Margarete Stokowskis Absage ihrer Lesung in der Münchner Buchhandlung Lehmkuhl hat die Diskussion darüber befeuert, wie ein angemessener Umgang mit rechten Gedanken aussieht. Uwe Tellkamp wiederum spricht von einem linken "Gesinnungskorridor", der die Debattenkultur verarmen lässt. Das wirft die Frage auf: In welchem Maße darf Moral in der politischen Auseinandersetzung eine Rolle spielen? Und wie ist sie vom Moralisieren mit erhobenem Zeigefinger zu unterscheiden? Darüber streiten Bernd Stegemann und Albrecht von Lucke.
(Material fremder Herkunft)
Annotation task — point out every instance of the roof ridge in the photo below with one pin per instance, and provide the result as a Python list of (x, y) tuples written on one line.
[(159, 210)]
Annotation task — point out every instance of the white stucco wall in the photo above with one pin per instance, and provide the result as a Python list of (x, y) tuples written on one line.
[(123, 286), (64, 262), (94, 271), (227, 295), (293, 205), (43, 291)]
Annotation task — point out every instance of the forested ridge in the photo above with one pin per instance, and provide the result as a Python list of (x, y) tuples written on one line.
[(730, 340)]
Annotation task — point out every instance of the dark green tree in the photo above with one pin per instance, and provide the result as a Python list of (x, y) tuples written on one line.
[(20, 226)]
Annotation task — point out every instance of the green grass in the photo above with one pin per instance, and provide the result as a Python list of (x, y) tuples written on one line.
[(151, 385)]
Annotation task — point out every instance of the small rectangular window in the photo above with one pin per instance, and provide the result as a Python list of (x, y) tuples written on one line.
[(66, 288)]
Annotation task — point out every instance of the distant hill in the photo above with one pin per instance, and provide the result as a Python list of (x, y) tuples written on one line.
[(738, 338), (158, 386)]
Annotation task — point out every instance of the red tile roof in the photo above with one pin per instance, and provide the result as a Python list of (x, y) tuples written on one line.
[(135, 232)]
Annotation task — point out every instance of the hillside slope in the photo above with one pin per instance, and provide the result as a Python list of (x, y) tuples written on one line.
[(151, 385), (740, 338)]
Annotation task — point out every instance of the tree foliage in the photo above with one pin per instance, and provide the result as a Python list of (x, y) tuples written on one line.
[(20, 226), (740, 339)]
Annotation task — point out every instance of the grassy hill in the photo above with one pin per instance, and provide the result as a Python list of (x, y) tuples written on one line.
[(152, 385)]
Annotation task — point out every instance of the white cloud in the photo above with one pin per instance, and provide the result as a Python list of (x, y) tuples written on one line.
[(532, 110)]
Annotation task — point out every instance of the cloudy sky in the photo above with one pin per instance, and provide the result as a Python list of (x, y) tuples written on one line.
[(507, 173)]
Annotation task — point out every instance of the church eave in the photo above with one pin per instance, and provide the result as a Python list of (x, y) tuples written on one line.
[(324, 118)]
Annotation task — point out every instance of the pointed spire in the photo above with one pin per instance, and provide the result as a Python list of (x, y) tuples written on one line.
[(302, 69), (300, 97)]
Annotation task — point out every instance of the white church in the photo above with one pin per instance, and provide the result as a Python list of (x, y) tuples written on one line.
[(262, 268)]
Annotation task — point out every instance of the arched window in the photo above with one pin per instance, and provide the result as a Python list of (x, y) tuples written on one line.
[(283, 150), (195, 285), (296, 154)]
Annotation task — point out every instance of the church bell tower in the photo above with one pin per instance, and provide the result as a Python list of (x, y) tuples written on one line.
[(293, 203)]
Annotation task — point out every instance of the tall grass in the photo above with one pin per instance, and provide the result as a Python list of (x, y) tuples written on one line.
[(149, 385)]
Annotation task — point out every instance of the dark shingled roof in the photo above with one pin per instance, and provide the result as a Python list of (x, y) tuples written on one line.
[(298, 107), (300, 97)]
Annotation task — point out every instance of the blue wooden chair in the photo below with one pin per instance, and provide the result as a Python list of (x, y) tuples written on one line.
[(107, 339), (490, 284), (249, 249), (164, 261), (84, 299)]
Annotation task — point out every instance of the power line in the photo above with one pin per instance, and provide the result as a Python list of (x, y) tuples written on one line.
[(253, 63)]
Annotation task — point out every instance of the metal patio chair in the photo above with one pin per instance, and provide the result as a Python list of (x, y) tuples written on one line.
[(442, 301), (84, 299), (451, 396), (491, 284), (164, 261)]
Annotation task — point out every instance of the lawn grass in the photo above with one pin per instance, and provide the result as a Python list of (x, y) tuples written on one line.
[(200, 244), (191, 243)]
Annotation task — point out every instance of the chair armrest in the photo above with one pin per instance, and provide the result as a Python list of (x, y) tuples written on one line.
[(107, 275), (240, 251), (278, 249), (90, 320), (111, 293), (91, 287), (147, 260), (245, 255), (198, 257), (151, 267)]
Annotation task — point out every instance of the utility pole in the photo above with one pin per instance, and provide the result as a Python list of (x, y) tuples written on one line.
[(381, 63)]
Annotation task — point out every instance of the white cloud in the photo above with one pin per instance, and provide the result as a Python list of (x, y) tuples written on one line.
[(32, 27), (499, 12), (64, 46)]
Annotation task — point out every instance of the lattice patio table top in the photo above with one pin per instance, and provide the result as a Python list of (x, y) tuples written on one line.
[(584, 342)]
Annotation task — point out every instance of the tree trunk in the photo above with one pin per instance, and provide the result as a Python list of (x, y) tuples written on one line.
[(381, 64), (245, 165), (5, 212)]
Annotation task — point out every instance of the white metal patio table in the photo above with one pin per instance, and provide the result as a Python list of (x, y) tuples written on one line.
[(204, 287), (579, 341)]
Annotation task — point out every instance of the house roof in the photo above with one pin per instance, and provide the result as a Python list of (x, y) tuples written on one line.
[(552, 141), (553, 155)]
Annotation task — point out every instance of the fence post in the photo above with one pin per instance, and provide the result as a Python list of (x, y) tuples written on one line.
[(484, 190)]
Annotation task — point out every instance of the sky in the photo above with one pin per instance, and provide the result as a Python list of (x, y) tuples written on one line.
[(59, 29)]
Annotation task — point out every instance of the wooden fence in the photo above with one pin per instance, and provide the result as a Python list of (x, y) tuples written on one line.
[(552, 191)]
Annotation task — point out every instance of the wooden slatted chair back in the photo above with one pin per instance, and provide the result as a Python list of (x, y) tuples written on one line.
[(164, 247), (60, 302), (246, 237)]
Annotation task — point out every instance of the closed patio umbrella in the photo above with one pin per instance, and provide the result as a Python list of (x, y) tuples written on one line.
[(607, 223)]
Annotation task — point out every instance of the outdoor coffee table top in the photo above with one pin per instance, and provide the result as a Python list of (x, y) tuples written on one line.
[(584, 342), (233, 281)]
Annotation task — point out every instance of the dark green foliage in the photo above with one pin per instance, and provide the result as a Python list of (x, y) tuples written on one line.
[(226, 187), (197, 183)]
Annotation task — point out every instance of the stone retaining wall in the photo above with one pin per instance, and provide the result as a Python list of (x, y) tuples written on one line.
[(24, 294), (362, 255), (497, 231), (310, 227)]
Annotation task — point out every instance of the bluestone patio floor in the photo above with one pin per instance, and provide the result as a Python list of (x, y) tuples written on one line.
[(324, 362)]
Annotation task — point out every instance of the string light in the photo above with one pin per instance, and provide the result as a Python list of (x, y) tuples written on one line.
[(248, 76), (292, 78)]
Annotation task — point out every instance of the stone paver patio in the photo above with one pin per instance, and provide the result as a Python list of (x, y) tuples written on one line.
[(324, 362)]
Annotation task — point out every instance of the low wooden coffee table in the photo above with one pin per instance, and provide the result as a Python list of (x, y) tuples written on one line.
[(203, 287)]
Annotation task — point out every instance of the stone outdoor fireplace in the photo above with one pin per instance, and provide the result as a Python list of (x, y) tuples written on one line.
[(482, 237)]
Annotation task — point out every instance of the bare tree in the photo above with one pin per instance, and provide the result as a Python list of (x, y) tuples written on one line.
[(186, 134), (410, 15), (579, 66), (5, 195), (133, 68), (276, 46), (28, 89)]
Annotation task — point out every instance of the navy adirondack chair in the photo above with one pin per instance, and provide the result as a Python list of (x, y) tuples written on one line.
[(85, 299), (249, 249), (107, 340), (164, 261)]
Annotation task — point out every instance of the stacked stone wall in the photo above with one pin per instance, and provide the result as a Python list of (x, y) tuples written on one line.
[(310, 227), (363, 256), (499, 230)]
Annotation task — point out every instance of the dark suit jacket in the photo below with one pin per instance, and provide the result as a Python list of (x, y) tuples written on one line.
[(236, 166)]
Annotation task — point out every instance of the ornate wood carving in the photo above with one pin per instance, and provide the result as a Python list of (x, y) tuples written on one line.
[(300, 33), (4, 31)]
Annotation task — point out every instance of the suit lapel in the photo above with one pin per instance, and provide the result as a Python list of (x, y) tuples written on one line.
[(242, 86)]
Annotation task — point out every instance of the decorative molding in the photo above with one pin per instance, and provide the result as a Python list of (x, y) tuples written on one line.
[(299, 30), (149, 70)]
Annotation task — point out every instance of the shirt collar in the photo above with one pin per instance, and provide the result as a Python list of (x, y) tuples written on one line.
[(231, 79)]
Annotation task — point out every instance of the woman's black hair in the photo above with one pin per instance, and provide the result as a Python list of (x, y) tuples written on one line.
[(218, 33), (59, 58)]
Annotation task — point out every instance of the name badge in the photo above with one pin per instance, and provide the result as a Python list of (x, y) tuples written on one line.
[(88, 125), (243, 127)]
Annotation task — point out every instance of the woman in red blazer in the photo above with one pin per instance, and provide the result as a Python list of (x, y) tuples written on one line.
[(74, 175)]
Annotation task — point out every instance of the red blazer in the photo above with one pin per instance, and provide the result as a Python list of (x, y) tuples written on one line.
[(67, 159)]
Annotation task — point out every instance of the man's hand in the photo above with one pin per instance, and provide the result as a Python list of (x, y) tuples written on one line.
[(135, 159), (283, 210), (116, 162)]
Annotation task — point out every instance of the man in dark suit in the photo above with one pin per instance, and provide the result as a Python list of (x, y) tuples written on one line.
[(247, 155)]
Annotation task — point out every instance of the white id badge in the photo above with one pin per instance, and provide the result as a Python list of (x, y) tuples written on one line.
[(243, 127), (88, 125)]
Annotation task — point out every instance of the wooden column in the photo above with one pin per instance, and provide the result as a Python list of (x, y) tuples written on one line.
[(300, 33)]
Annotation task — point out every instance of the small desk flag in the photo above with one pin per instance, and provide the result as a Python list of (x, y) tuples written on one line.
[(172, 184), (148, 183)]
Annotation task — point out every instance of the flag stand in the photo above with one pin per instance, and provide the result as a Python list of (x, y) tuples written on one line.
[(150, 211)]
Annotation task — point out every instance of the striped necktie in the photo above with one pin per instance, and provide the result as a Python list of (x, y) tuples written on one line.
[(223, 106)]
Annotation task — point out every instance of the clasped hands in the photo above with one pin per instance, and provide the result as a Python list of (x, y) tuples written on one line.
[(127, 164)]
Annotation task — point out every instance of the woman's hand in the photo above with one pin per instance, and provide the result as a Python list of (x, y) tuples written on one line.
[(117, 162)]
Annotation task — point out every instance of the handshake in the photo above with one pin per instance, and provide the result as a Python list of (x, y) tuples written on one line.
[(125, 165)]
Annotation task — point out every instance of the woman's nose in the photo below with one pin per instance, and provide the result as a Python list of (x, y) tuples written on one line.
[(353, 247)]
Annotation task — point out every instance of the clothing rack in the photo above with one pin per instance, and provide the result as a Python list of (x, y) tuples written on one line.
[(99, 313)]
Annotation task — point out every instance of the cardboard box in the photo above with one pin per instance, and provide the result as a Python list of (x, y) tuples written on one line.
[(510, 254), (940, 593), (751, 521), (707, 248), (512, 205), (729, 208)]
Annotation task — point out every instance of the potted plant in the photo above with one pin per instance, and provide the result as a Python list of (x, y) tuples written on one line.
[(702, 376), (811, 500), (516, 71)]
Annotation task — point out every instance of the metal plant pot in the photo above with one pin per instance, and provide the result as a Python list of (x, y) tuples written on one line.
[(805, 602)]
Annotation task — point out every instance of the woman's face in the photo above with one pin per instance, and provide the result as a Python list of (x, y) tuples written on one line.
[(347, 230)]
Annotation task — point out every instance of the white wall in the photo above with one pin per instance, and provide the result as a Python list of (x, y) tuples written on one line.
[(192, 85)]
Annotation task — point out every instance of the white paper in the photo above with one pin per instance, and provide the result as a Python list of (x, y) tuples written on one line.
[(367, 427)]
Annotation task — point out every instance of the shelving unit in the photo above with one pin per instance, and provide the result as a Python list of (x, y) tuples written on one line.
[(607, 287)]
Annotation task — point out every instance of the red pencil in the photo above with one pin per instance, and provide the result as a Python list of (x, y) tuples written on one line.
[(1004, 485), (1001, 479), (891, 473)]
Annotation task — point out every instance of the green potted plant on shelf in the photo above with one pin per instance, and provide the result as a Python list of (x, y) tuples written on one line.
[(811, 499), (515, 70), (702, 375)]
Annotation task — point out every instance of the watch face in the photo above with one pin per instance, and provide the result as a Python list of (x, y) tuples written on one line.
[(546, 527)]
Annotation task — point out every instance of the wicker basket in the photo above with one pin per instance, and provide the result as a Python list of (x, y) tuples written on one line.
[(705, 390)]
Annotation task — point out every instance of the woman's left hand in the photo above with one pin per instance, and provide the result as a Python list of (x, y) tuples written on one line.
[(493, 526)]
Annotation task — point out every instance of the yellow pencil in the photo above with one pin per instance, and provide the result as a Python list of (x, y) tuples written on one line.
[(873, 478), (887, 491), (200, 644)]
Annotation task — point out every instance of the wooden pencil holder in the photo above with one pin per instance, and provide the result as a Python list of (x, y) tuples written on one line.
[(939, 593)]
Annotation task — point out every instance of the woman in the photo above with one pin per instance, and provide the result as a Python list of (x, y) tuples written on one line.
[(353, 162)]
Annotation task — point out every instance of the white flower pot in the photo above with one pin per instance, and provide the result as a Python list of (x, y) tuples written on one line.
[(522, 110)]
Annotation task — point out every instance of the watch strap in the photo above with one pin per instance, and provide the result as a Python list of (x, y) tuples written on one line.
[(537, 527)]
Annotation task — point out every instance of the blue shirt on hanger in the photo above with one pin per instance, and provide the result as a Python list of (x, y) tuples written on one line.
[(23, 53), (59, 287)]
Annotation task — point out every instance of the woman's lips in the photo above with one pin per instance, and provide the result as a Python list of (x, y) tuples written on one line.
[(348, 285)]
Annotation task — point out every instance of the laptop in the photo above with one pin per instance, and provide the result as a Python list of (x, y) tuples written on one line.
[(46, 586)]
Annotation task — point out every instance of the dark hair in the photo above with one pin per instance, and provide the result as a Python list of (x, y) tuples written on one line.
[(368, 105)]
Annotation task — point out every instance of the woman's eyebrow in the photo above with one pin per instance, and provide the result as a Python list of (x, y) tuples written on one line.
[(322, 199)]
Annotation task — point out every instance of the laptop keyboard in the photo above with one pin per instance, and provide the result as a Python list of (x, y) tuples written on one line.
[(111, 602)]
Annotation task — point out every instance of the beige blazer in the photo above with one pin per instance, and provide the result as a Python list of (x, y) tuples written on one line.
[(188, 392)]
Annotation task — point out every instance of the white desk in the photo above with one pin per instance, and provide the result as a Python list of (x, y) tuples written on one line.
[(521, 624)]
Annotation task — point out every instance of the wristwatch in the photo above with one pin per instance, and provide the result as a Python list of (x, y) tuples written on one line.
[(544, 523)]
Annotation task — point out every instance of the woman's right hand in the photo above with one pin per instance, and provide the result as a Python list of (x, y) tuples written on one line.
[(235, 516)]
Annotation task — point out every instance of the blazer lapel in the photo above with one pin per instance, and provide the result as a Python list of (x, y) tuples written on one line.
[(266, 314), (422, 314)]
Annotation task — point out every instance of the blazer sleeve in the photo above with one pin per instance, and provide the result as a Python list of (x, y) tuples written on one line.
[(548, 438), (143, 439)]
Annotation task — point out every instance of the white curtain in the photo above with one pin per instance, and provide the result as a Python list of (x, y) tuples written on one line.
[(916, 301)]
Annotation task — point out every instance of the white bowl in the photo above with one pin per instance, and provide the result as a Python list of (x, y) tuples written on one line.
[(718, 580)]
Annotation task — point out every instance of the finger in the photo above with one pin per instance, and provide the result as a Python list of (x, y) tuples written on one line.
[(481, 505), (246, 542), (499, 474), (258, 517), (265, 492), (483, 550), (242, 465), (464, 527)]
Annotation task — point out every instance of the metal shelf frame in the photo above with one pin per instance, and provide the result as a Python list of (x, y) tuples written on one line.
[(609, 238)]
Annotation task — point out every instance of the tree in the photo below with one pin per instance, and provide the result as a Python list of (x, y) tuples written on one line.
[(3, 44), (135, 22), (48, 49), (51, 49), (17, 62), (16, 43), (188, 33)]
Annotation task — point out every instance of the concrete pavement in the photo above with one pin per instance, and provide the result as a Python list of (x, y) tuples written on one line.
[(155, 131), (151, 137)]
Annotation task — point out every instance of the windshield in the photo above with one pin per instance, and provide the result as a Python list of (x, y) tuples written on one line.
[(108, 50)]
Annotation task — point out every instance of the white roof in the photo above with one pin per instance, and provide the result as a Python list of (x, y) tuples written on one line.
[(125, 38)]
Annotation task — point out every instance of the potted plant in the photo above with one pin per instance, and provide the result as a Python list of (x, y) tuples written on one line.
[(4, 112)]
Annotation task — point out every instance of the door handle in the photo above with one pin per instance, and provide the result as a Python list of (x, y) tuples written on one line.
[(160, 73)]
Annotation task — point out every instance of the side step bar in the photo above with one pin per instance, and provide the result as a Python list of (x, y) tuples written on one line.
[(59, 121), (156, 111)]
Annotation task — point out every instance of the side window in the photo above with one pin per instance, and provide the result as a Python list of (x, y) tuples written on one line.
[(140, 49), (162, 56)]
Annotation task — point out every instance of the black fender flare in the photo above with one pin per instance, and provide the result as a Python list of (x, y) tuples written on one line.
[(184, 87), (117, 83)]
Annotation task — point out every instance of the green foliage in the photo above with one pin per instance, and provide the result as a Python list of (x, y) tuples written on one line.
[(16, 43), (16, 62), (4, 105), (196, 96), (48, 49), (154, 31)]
Stegemann: Moral darf nicht zur strategischen Waffe werden
"Ich finde die Unterscheidung Moral und Moralismus extrem wichtig. Moralismus ist für mich ein Missbrauch von Moral, weil er Moral verwendet, um die eigenen Interessen so durchzusetzen, dass sie nicht mehr als Interessen, sondern als etwas Übervernünftiges, Überparteiliches wirken. Wenn ich sozusagen vor der Frage stünde, dort in der Buchhandlung zu lesen oder nicht, hätte ich gesagt: OK, ich lese, aber nur, wenn ich vor diesem Regal lesen darf. Und dann hätte ich ein Buch rausgenommen oder vielleicht auch mehrere und versucht, damit in eine Auseinandersetzung zu treten, eine Öffentlichkeit herzustellen darüber, was denn in diesen Büchern verhandelt wird. Das wäre für mich eine aktive Form von Moral und eine aktive Form von linker Politik und nicht der Rückzug in die eigene Gemeinschaft, wo sowieso immer alle einer Meinung sind und immer denken 'Wir sind die Guten'."
Bernd Stegemann ist Dramaturg, Autor und Mitinitiator der linken Sammlungsbewegung "Aufstehen". Ende November erscheint sein Buch "Die Moralfalle. Für eine Befreiung linker Politik" im Verlag Matthes & Seitz.
von Lucke: Wir haben keine "Hypermoral" von links
"Es gibt noch eine andere Unterscheidung, nämlich den Realismus, dem man einen Moralismus gegenüberstellt. Dieser Realismus kommt dezidiert ohne Moral aus. Und die Grundfrage ist, ob wir nicht gegenwärtig eine Debatte haben, die der Moral als solcher unterstellt, dass sie wohlfeil wäre, dass sie letztlich nur diesem einen Zweck dient: Jede moralische Behauptung ist der Versuch, die eigene Position unangreifbar zu machen, indem die andere Seite moralisch diffamiert wird. Das ist die alte Kritik an der Moral, die ideologiekritisch unter Verdacht gestellt wird, letztlich nur der Abwertung der anderen Position zu dienen. Ein Realismus, der für sich behauptet, links zu sein, aber Moral als Ideologiekritik unter Verdacht stellt, ist nicht links."
Albrecht von Lucke ist Politikwissenschaftler und Mitarbeiter der "Blätter für deutsche und internationale Politik". Vor wenigen Tagen wurde er mit dem Spezial-Preis der Otto-Brenner-Stiftung ausgezeichnet.